Debra: However, mere "fear" that an internal complaint will result in retaliation isn’t enough to avoid the internal complaint rules of Ellerth/Faragher.
Nancy: Well, not according to the federal courts, but as I noted earlier, "Revenge is best served cold," and fear of retaliation is usually a very, very reasonable fear.
Debra: Well, employees should be less fearful now that the U.S. Supreme Court has ruled that participants of internal employment discrimination investigations are protected under the "opposition clause" of Title VII.
Nancy: Hopefully it will not require another Supreme Court appeal for the courts to "get" that participating in an internal investigation is also protected by the "participation clause," something the Crawford court decided not to reach.

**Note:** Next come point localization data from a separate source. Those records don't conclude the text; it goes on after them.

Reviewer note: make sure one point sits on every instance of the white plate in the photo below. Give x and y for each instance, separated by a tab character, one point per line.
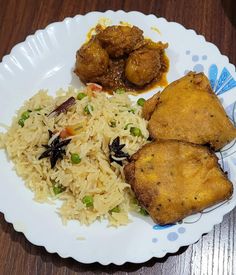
46	60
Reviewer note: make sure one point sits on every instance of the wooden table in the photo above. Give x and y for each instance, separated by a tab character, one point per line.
215	252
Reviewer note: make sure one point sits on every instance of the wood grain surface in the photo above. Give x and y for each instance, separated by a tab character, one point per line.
215	252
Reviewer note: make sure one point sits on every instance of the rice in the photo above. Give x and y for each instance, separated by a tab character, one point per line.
95	176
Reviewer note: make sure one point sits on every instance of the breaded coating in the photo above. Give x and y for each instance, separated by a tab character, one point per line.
189	110
150	106
174	179
91	61
120	40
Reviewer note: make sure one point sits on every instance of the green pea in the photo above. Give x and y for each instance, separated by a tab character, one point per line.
120	91
21	122
127	125
136	132
80	96
115	209
141	101
143	212
25	115
112	124
75	158
88	201
88	108
57	189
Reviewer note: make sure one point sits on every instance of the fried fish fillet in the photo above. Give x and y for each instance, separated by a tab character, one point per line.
189	110
173	179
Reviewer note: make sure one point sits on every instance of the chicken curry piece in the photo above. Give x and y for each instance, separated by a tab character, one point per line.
120	57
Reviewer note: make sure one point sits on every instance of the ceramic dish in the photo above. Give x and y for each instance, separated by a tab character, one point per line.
46	60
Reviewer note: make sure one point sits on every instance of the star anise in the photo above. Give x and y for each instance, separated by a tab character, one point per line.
116	153
55	150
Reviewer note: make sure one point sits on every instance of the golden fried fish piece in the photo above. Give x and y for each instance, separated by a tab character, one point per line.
188	110
174	179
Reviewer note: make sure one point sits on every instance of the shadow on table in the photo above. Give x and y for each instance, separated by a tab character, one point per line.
43	256
229	7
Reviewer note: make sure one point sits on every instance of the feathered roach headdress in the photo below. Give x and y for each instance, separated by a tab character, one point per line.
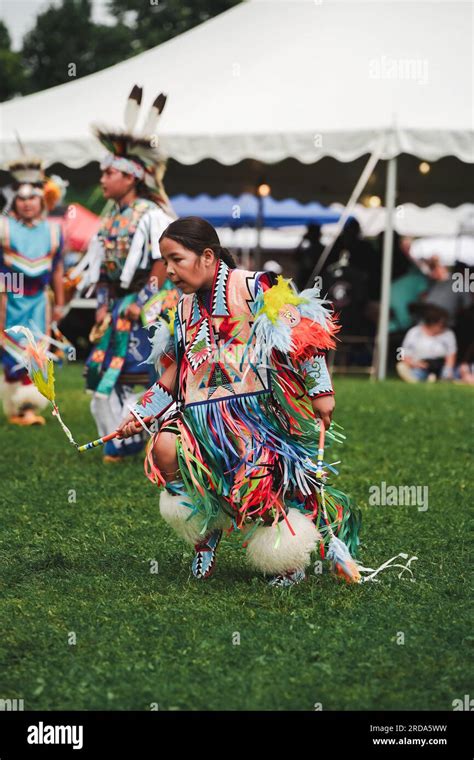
28	178
137	152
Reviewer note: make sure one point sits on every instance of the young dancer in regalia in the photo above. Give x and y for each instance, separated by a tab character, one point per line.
30	261
123	267
237	413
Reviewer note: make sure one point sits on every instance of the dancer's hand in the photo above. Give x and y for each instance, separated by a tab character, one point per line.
133	312
323	408
130	426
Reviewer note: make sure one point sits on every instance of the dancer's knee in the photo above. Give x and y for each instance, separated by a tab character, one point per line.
164	454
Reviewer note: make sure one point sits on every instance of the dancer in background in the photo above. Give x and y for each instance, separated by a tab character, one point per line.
123	267
30	262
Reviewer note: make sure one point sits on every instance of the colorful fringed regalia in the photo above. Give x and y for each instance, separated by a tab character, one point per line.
250	361
116	268
29	255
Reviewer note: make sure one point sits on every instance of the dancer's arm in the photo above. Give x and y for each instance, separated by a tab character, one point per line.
166	387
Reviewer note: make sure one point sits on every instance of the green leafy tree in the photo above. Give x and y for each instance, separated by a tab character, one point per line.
12	77
155	21
66	43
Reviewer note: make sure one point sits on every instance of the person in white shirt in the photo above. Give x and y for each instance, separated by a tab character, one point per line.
428	349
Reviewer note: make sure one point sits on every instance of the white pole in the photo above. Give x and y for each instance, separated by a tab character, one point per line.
382	335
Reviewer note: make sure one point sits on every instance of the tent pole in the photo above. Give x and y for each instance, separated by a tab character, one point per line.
382	335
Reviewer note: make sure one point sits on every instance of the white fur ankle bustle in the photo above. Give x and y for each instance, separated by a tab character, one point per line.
292	552
16	395
174	510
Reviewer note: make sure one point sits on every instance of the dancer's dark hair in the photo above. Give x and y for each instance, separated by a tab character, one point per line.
196	234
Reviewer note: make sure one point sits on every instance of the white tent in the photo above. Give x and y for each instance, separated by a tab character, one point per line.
271	79
285	79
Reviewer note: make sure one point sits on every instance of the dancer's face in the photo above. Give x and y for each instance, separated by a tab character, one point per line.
188	270
115	184
28	208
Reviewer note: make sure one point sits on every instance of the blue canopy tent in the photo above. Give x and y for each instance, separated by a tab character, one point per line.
244	211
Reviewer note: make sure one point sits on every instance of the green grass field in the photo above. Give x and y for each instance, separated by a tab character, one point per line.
83	567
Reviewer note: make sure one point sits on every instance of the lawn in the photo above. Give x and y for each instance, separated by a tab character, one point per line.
86	624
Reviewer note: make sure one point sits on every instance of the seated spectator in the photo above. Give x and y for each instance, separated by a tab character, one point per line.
464	372
442	293
428	349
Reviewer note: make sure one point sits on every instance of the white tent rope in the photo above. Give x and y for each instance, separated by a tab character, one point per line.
361	183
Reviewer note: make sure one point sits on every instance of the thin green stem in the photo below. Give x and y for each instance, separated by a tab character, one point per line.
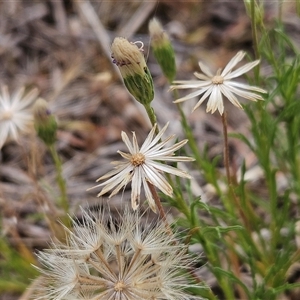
152	116
63	200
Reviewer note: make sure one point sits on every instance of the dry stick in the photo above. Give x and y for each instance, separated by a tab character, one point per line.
161	211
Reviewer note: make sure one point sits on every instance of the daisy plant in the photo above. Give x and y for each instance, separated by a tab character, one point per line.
15	113
215	87
113	260
143	167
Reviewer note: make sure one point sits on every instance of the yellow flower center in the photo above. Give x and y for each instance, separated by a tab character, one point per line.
218	79
137	159
6	115
120	286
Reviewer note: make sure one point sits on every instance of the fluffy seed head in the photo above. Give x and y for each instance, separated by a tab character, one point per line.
110	260
131	62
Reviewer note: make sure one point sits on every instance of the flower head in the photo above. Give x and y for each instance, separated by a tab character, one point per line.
143	165
15	115
115	260
214	87
131	63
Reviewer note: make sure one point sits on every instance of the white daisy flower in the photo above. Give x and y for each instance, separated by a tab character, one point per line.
110	259
214	87
144	165
15	115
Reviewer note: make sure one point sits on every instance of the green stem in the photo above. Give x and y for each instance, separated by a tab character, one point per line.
152	116
63	200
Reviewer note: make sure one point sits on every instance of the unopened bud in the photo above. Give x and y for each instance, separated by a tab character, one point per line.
131	63
162	49
44	122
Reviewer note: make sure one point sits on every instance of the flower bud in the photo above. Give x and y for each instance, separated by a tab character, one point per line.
131	63
162	49
44	122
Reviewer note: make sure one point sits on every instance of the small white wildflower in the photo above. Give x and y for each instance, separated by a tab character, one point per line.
214	87
15	115
143	165
124	262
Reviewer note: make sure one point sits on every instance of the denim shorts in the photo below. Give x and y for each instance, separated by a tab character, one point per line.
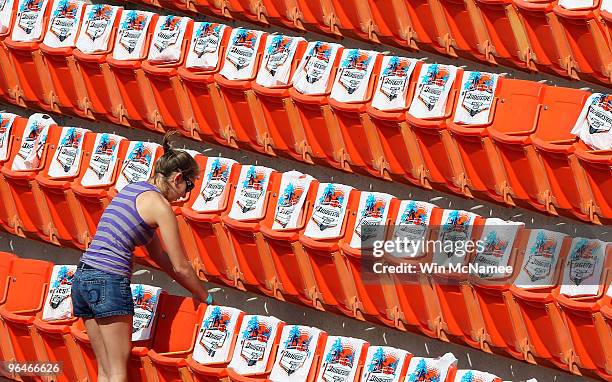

Debra: And one more note of interest: Justice Alito, in a concurring opinion, specifically stated that the decision should not be seen as granting Title VII protection to "silent opposition" to alleged harassment or discrimination. I’m sure we will see some litigation on that issue.
Nancy: And remember, everything that violates Title VII, by definition, violates RSA 354-A (see RSA 354A:2, XV(b)), so Crawford also added to the arsenal against reprisals found in 354-A:11 (Interference, Coercion, Intimidation), 354-A: 19 (Retaliation and Required Records) and 354-A:25 (Construction).
Debra: The Supreme Court will soon rule in Gross v. FBL Financial Services whether direct evidence is necessary in ADEA mixed-motive cases. Desert Palace, d/b/a Caesar’s Palace v. Costa, a Title VII case, left the question open. Want to debate the pro’s and con’s of a mixed-motive case when Gross is handed down?
Nancy: As they say in Alaska, "You betcha!"
Nancy Richards-Stower is a solo practitioner in Merrimack, New Hampshire. Debra Weiss Ford practices with Jackson Lewis LLP in Portsmouth, New Hampshire.